The Four Most Dangerous Words In Football
"They stacked their team”
I thought I was writing about a cup final.
Apparently I was writing about one of football's oldest sins.
Last week I did what I normally do.
A review of the latest NPL Under 21 results.
A preview of the weekend ahead.
It just happened to include South Hobart winning the Under 21 Statewide Cup Final against Kingborough.
Nothing unusual.
A cup final had been played.
A trophy had been won.
The competition was returning to league football.
Job done.
Or so I thought.
Within hours the comments section had exploded.
Questions were asked.
Accusations were made.
People demanded team sheets.
Others demanded explanations.
One person appeared ready to launch a judicial inquiry.
It was glorious.
I have written about governance.
I have written about Football Australia losing millions of dollars.
I have written about stadiums.
I have written about promotion and relegation.
I have written about board elections.
Yet somehow an Under 21 review generated more discussion than half of those topics combined.
Go figure.
Team Stacking: Football's Original Sin
There are few accusations in football more serious than:
"They stacked their team."
Football people are remarkably forgiving.
They will survive poor refereeing.
They will survive bad weather.
They will survive administrators.
They will survive VAR.
Somehow they even survive social media.
But accuse somebody of stacking a team and suddenly everybody becomes an expert witness.
Rules are quoted.
Eligibility regulations appear.
People who haven't watched an Under 21 game all season suddenly become specialists in player movement between squads.
Facebook comment sections become the modern equivalent of a Royal Commission.
Football people will forgive almost anything.
But they never forget team stacking.
The Predictable Part
Let's be honest.
South Hobart is my club.
South Hobart won the cup.
And yes, I probably should have known what was coming.
The comments quickly split into familiar camps.
One group was convinced South Hobart had committed football's equivalent of grand larceny.
Another pointed out every player selected was eligible under the competition rules.
A third group appeared determined to put the entire Under 21 competition itself on trial.
At one point I wasn't entirely sure whether we were discussing a cup final or rewriting the Football Tasmania competition regulations.
The Comments That Caught My Eye
Some comments questioned how many players regularly play Under 21 football.
Others argued the cup-winning side looked very different from some of the teams South Hobart had fielded during the league season.
Others responded that every player was age-eligible and selected entirely within the rules.
Some pointed out that clubs operate very different structures.
Kingborough, for example, do not have the same Championship and Championship One pathways available to them as some other NPL clubs.
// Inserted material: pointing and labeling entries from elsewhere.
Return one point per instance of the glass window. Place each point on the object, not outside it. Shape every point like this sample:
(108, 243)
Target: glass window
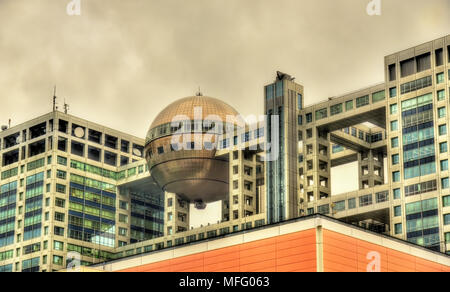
(442, 130)
(378, 96)
(446, 201)
(440, 78)
(336, 109)
(444, 183)
(393, 109)
(447, 219)
(362, 101)
(443, 147)
(441, 95)
(397, 194)
(62, 160)
(444, 165)
(321, 114)
(394, 142)
(395, 159)
(396, 176)
(441, 112)
(393, 92)
(394, 125)
(352, 203)
(349, 105)
(398, 228)
(397, 211)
Another argument was that if clubs develop players capable of playing senior football at 17, 18 or 19 years of age, surely that should be celebrated rather than criticised.
And somewhere in amongst all that, I realised something.
We weren't actually arguing about South Hobart.
We weren't even arguing about the cup final.
We were arguing about what the Under 21 competition is supposed to be.
What Exactly Is The Under 21 Competition?
Because I am not sure Tasmanian football has ever fully answered the question.
Is it a development competition?
Is it reserve grade football?
Is it a pathway competition?
Or is it all three at once?
Because depending on how you answer that question, you will probably land on a different side of the debate.
A development competition suggests a stable group of young players developing together over a season.
A reserve grade competition suggests movement between teams based on form, fitness, opportunity and pathway progression.
Those are not necessarily the same thing.
Yet we often talk about the Under 21 competition as though they are.
Perhaps that is why the same argument appears every season.
The Irony
The funny thing is that almost everybody in the comments was partly right.
Kingborough have been the benchmark league team this season.
The ladder says so.
South Hobart won the cup fairly.
The scoreline says so.
South Hobart's cup-winning side was different to some of the teams fielded during league matches.
That is also true.
Every player selected was eligible.
Also true.
All of those statements can exist at the same time.
Which is why people end up talking past each other.
Everyone thinks they are arguing about the same thing.
Often they are not.
The Working Group Question
What fascinated me most wasn't who was right.
It was how many people clearly have different views about the purpose of the competition.
Football Tasmania's Competitions Working Group is currently considering the future shape of competitions.
Promotion and relegation.
League structures.
Pathways.
Competition formats.
Perhaps the Under 21 competition should be part of that conversation.
Because if half the football community thinks it is a development competition and the other half thinks it is reserve grade football, then maybe we have uncovered something important.
Not a problem with clubs.
Not a problem with players.
But a lack of shared understanding about what the competition is actually trying to achieve.
The Real Story
In the end, South Hobart winning the Statewide Cup was not really the story.
The real story was what happened afterwards.
One cup final.
One Facebook post.
Lots of comments.
And suddenly Tasmanian football was debating youth development, player pathways, reserve grades, eligibility rules and the future of the Under 21 competition.
Which tells me one thing.
The real story wasn't who won the cup.
The real story is that nobody seems entirely sure what the Under 21 competition is supposed to be.
And perhaps that's a question worth answering.